Houseplants that Grow in Any Conditions
- Spider Plant: Simply avoid direct sunlight from south- and west-facing windows. Especially in summer with lots of bright, indirect light, a spider plant will grow several off shoots, commonly known as spiderettes or spider plant babies. In low-light conditions, these offshoots will form more selectively, if at all. Even still, a spider plant can stay healthy and happy for a long time without creating new plants, making it a versatile plant. The spider plant has medium water needs. Avoid overwatering, while looking for signs of drooping leaves and dry soil more than an inch from the top.
- African Milk Tree: Sometimes known as the cathedral cactus, this houseplant does well in direct and indirect sunlight. Some people can keep these plants healthy if slow-growing, even in low-light conditions. The African milk tree doesn’t love dry soil as much as some other succulents, but it typically needs only infrequent watering in a pot with good drainage. It’s a tropical plant but will usually be fine in all but the draftiest of windows. A great easy-care houseplant overall, if you’re looking for a tall and vertical-growing cactus, the African milk tree is a great choice. This plant is also a strong candidate for propagation, if the plant gets too tall for the space.
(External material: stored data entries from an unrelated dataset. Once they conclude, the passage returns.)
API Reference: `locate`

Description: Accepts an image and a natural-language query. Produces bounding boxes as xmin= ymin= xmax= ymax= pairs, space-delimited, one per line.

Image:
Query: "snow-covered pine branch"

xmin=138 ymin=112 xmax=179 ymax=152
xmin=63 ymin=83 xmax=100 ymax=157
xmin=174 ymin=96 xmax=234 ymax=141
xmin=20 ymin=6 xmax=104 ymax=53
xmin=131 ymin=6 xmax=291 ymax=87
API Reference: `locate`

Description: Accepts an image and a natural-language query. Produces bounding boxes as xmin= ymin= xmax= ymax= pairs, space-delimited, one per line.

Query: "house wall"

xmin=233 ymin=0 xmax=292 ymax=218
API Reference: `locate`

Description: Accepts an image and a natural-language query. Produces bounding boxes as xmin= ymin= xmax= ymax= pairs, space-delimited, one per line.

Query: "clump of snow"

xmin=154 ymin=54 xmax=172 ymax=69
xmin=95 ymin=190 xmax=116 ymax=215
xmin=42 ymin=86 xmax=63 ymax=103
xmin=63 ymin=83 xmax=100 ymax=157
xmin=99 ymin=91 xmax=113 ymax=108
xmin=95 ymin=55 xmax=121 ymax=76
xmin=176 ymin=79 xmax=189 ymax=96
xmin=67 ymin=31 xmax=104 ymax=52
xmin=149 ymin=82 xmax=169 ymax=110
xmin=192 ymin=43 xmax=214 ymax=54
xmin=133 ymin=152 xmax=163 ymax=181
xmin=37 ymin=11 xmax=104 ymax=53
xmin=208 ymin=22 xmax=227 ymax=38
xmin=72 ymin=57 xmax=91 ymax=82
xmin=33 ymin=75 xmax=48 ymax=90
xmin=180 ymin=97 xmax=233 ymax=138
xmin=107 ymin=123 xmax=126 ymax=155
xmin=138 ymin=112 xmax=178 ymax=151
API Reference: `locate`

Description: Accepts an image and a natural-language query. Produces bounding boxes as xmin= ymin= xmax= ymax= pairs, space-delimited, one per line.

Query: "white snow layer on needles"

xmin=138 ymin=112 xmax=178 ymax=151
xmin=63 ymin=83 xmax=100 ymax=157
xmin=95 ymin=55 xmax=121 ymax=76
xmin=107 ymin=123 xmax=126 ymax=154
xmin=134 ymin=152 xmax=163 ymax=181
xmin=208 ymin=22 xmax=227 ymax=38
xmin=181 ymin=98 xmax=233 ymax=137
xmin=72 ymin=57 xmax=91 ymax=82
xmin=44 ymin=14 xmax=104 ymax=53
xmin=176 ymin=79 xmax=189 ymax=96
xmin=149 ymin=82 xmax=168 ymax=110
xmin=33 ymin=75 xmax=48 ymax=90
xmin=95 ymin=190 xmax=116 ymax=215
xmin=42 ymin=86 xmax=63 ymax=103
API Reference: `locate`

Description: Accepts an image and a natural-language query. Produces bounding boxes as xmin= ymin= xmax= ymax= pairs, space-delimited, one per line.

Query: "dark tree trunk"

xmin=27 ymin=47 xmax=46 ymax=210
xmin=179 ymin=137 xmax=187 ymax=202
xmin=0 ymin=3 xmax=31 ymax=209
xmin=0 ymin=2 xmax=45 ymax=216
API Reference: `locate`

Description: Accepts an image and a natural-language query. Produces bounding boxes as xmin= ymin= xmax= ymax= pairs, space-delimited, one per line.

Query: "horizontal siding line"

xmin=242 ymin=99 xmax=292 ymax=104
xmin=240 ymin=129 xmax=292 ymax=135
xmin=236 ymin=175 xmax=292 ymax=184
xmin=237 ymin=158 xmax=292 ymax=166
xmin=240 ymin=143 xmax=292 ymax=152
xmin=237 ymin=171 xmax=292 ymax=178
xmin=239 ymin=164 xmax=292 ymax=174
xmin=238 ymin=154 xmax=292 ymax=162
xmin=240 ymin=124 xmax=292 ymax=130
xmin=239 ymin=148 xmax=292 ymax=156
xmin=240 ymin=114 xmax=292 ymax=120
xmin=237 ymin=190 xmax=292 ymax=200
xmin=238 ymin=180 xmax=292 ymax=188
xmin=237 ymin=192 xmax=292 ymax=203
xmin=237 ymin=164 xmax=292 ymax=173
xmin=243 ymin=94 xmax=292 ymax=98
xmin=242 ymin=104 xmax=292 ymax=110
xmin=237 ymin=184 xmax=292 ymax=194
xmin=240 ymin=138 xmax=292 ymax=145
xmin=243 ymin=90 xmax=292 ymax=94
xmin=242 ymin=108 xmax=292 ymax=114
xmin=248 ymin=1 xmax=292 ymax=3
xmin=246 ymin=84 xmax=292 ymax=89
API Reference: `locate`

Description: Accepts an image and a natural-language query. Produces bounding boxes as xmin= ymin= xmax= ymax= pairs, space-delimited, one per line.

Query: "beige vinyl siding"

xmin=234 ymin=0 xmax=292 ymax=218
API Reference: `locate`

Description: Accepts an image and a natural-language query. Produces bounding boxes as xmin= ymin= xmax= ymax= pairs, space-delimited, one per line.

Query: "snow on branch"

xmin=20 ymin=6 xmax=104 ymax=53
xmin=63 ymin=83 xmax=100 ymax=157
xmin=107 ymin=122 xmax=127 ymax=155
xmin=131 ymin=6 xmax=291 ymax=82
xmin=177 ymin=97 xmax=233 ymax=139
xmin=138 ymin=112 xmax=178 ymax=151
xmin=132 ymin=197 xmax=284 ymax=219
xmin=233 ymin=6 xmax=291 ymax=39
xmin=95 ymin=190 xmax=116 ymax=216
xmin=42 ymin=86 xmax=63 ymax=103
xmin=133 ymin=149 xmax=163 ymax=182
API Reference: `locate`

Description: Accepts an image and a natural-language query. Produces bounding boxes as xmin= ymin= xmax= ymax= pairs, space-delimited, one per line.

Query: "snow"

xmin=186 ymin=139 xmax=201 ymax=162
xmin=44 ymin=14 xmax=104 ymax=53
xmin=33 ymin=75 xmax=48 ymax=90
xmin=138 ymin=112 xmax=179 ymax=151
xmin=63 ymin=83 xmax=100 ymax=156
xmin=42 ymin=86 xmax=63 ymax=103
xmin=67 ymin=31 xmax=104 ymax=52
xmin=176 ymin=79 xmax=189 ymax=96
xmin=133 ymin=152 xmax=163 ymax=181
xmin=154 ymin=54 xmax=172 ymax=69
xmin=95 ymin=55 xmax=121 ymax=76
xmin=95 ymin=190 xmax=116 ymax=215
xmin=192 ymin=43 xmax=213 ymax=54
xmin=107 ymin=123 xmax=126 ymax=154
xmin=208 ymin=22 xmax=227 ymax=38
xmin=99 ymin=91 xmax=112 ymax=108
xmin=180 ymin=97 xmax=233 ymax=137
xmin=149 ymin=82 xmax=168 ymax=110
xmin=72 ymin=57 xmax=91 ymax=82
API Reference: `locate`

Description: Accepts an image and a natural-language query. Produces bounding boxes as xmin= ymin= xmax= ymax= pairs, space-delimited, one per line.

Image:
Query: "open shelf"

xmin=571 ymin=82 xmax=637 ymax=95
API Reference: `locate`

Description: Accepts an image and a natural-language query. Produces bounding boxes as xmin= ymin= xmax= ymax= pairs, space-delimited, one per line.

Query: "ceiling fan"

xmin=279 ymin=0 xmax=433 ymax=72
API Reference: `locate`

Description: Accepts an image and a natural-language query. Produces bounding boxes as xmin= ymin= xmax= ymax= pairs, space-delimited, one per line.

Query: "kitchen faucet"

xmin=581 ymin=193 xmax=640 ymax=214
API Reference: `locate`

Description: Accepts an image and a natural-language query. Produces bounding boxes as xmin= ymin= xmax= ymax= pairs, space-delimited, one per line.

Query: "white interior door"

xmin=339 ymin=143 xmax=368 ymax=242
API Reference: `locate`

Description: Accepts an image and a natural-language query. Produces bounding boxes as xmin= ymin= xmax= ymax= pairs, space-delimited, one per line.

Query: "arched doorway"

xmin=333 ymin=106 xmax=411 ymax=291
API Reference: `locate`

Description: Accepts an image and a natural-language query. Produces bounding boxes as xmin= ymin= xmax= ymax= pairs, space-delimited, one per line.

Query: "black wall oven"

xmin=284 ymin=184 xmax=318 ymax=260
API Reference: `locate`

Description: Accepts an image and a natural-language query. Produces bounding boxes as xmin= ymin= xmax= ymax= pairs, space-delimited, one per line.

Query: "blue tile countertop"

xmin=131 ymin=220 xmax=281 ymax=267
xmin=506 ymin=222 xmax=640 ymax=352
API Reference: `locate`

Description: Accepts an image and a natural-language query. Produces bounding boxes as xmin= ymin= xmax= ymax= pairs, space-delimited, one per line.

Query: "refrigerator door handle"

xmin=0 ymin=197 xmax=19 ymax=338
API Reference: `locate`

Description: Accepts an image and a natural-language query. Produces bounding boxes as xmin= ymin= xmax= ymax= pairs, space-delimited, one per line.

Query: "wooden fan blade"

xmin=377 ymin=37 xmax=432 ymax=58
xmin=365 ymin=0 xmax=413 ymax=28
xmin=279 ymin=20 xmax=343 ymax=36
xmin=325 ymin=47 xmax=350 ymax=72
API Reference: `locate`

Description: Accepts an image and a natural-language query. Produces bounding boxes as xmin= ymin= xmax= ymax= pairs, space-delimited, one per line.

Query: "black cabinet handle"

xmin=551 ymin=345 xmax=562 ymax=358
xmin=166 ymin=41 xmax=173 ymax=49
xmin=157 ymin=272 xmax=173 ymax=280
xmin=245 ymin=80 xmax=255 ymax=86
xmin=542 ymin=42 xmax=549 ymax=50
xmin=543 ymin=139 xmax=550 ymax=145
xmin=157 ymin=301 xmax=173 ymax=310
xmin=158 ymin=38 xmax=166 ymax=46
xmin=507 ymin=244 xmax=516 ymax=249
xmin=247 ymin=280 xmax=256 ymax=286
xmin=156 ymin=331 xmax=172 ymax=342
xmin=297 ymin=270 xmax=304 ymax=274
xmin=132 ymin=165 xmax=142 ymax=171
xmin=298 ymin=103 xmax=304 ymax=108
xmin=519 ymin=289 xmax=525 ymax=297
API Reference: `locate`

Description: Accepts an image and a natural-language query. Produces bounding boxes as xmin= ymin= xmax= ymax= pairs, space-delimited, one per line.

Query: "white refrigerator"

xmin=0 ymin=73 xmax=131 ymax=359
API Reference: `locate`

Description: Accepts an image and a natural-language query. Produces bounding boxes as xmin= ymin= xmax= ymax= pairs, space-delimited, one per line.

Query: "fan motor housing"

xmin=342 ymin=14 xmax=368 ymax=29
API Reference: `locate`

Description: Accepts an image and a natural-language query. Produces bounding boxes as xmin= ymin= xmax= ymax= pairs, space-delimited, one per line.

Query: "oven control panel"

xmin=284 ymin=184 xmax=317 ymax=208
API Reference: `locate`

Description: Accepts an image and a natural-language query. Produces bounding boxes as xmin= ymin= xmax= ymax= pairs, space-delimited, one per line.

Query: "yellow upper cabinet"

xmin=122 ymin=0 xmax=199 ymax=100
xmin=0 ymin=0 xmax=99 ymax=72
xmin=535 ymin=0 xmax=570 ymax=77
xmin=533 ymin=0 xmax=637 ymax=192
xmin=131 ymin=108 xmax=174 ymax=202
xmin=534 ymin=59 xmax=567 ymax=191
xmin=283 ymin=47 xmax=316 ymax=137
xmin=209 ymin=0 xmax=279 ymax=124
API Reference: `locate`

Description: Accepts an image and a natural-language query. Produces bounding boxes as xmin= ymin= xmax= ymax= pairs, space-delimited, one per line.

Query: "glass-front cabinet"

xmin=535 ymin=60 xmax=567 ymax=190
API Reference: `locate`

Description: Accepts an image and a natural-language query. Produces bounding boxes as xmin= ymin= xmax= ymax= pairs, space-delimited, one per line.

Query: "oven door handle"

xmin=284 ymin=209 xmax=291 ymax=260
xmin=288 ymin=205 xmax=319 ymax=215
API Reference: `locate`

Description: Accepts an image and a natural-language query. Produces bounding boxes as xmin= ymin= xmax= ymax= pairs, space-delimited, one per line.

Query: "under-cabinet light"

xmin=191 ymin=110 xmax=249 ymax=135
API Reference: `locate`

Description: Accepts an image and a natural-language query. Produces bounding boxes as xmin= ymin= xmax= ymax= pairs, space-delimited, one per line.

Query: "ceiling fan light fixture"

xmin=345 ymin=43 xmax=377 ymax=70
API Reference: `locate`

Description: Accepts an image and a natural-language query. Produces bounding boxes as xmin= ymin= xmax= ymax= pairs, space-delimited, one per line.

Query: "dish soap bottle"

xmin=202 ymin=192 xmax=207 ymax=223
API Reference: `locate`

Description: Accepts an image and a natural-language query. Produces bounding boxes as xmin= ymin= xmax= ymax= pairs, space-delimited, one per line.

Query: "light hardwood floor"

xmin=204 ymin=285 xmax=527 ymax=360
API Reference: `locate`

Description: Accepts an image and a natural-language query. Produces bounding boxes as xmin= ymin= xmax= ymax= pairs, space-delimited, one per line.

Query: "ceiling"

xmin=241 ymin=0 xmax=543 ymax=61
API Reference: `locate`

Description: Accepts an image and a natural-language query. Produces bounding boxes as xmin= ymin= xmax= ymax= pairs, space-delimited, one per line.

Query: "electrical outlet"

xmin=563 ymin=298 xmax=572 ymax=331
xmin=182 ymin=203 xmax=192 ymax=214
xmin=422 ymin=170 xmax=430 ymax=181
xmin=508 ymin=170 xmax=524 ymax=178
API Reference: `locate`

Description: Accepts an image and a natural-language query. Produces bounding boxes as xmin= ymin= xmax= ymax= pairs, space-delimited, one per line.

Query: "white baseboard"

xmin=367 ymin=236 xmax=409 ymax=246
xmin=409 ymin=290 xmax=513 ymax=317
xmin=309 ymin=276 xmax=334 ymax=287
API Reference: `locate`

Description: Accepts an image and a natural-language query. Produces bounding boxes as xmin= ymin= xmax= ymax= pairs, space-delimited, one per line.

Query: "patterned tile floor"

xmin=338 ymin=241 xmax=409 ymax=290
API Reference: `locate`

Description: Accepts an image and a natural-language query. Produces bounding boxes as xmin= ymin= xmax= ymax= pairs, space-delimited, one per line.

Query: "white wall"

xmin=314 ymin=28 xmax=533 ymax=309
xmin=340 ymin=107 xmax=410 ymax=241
- Peace Lily: This houseplant doesn’t like direct sunlight from south- and west-facing windows but is well-adapted to both low-light and bright indirect light. It’s also a large enough houseplant that it tends to work best on desks, shelves, and tabletops, as opposed to narrow windowsills. The peace lily is a plant that needs frequent enough watering to keep its soil moist but not soggy enough to create root rot. Fortunately, the leaves tend to droop when it’s ready for water, so it’s simply a matter of watching for the signs. Plus, it’s drought-resistant enough to bounce back quickly if you do miss the signs for a few days.
- Yucca: This houseplant loves full sun in south- or west-facing windows, but will also tolerate indirect light and even moderately low-light conditions. This large floor plant is a great way to help decorate a room with good windows. The yucca plant doesn’t share all the characteristics of a succulent, but it is definitely drought-resistant. Let the soil dry to about one inch deep. It usually takes a little more water than more extreme succulents. This plant may like to be watered every other week, or slightly more often during summer.
- Lucky Bamboo: This houseplant doesn’t like full sun but will thrive with plenty of indirect light in north- or east-facing windows. It also tolerates low-light conditions well. Grown in soil, the lucky bamboo likes regular watering, but is fairly drought-resistant, too. To make this plant even easier to care for, you can grow it in water. Simply make sure the roots always stay covered with water and gradually increase the depth of the water as the plant and roots grow larger. Provides long stems and interesting leaf growth on top.